Organizational Complexity Within Microsoft

We’ve explored the relationship of Conway’s Corollary with developer productivity by examining how “congruence,” Cataldo’s term for conforming to Conway’s Corollary, yields faster task completion. The other important outcome in any software development project is software quality. It is well known that a defect identified later in the development cycle has a much higher cost to correct. Defects that are not identified until after release are the most costly and therefore the most important to minimize. The cost associated with such defects have more than just monetary effects; perceived quality and company reputation drops when users encounter bugs in software, which can have lasting effects in the marketplace.

In light of Conway’s claims and the cost associated with defects, Nachi Nagappan, Brendan Murphy, and Vic Basili studied organizational structure and post-release defects in Windows Vista [Nagappan et al. 2008] and found a surprisingly strong relationship between the two. In fact, they found that measures of organizational structure were better indicators of software quality than any attributes of the software itself. Put more simply, in the case of Vista, if you want to know whether a piece of software has bugs, you’ll know better by looking at how the people who wrote it were organized than by looking at the code!

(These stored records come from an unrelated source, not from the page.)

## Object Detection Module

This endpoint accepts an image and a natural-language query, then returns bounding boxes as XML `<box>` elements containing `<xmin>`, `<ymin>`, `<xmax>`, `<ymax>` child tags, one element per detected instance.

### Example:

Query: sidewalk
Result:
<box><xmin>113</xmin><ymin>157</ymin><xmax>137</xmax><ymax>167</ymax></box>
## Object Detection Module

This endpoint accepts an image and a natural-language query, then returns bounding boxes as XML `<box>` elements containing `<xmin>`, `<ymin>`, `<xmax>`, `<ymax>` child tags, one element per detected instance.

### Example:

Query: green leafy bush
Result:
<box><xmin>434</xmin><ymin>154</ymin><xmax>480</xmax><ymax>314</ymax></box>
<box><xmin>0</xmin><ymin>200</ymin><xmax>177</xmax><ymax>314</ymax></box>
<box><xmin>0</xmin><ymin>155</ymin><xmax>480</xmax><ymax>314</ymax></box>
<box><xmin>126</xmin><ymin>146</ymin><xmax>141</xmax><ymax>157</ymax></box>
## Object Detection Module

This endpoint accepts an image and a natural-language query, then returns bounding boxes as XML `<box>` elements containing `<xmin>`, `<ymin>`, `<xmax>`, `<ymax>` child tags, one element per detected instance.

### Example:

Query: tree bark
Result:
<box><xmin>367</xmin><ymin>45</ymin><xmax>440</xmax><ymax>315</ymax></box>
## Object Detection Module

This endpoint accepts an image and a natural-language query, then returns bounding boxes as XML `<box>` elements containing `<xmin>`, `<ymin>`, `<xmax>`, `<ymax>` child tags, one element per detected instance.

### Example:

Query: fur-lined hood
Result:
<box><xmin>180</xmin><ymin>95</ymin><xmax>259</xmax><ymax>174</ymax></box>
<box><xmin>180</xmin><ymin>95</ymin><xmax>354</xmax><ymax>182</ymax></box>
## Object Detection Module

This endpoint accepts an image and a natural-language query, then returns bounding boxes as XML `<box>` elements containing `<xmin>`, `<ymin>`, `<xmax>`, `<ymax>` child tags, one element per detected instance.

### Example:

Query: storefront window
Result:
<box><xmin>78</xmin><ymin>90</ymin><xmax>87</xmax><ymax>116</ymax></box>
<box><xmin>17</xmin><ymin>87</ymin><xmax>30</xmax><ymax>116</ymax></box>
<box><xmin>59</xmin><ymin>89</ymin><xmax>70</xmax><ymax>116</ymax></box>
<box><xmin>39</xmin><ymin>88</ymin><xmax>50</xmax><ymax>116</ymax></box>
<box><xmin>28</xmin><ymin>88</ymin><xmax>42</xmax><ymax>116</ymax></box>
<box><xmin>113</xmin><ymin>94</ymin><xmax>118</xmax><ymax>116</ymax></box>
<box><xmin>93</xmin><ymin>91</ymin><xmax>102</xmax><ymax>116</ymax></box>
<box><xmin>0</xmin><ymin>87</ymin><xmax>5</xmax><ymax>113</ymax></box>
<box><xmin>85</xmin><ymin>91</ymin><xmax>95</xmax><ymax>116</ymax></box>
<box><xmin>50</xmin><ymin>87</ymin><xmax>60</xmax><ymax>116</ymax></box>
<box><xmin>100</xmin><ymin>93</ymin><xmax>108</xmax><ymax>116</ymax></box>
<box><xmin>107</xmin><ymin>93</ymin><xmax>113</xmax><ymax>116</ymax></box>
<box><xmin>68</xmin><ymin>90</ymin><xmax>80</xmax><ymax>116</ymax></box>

At the heart of their study is the premise that software development is a group effort and organizational complexity makes coordinating that effort difficult. As with any empirical study, they had to map their phenomenon down to something that is actually measurable. Measuring software quality is fairly easy. Windows Vista shipped with thousands of “binaries,” which are any piece of compiled code that exists in one file. So this includes all executables (.exe), shared libraries (.dll), and drivers (.sys). Whenever a component fails, the failure can be isolated to the binary that caused it, and reports of failures that are sent to Microsoft (remember that fun dialog you see whenever something crashes?) are recorded and used in decision making about how to prioritize bug fixing efforts. This information, along with other bug reports and their associated fixes, indicate how prone to failure each individual binary is. To evaluate Conway’s Corollary, Nagappan classified each binary in Vista as either failure-prone or not failure-prone based on how many distinct failures were associated with the binary. Note that if thousands of users send reports of crashes due to one defect, this is still only counted as one defect. Thus, failure-proneness is a measure of the number of defects known to be in a binary.

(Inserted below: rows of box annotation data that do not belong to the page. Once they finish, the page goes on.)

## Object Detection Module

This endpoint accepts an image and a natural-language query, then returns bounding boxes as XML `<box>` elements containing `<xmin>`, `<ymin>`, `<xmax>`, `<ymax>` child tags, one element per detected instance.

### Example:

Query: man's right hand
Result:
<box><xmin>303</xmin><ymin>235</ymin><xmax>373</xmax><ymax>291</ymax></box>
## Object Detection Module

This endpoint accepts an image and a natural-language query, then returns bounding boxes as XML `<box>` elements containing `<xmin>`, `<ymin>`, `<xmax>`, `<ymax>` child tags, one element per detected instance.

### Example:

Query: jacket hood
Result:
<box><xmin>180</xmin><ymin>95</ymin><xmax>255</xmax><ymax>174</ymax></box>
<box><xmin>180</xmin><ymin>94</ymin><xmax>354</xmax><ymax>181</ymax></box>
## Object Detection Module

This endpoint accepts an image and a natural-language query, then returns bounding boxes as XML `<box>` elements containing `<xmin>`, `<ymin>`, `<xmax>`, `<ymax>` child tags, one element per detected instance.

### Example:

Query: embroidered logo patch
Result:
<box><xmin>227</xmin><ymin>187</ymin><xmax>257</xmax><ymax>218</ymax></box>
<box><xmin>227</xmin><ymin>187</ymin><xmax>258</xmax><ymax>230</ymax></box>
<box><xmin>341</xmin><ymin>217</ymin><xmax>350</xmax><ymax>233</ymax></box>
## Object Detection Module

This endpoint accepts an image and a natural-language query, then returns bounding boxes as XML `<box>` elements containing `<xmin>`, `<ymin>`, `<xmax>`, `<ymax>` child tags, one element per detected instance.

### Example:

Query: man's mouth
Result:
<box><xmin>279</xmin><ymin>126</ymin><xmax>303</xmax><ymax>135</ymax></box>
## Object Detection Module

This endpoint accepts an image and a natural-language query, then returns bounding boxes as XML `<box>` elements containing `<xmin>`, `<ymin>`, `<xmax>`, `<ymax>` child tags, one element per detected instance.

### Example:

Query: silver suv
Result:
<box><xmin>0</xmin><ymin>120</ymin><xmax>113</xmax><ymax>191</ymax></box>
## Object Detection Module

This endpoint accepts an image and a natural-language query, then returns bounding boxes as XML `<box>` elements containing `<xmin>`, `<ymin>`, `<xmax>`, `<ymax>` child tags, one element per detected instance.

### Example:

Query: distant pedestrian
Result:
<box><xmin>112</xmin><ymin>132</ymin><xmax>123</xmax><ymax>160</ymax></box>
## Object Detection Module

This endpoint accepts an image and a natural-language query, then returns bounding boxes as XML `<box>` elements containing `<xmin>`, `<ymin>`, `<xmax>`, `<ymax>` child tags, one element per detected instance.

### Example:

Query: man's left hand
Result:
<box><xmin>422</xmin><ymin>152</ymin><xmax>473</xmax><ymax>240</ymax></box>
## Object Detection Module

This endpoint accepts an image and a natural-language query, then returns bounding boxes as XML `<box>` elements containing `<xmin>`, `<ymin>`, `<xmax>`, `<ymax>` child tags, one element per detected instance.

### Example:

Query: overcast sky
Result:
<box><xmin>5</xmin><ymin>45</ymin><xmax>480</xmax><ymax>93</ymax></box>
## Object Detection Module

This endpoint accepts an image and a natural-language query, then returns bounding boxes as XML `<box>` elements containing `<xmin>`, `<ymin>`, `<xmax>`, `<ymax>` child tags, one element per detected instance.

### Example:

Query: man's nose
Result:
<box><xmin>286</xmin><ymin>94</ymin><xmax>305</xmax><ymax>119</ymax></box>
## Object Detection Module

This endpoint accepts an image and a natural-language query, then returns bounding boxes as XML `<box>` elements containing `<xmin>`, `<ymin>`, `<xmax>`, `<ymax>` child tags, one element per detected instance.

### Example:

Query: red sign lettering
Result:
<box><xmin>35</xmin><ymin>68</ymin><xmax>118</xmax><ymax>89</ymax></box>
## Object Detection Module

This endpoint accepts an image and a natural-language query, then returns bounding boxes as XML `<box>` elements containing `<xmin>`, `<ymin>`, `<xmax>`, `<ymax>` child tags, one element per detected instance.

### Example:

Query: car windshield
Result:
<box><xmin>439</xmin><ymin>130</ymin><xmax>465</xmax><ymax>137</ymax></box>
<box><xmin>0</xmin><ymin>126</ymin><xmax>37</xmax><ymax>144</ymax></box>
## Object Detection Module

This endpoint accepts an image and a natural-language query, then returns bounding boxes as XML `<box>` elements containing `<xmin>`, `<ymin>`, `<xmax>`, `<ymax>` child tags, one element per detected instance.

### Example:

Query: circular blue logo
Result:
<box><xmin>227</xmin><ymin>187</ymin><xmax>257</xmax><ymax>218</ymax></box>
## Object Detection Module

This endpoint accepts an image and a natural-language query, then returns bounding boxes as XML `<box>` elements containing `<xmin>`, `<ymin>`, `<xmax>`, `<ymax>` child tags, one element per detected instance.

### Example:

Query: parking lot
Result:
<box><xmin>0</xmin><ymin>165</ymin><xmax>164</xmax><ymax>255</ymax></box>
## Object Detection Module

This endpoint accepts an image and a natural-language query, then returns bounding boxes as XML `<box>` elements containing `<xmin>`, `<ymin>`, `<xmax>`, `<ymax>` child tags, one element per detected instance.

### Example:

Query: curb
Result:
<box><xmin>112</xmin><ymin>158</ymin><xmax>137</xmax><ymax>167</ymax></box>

Measuring organizational complexity is a bit more difficult. Nagappan, Murphy, and Basili proposed eight metrics for organizational complexity, examined the individual correlation of each metric with failure-proneness, and built a regression model to examine the effect of each metric when controlling for the effects of each of the others. They used data from the version control system to determine which software engineers made changes to source files. Build information indicated which source files are used to build each binary. For simplicity, we say that an engineer contributed to, or touched, a binary if he or she made changes to any of the source files that were compiled into that binary.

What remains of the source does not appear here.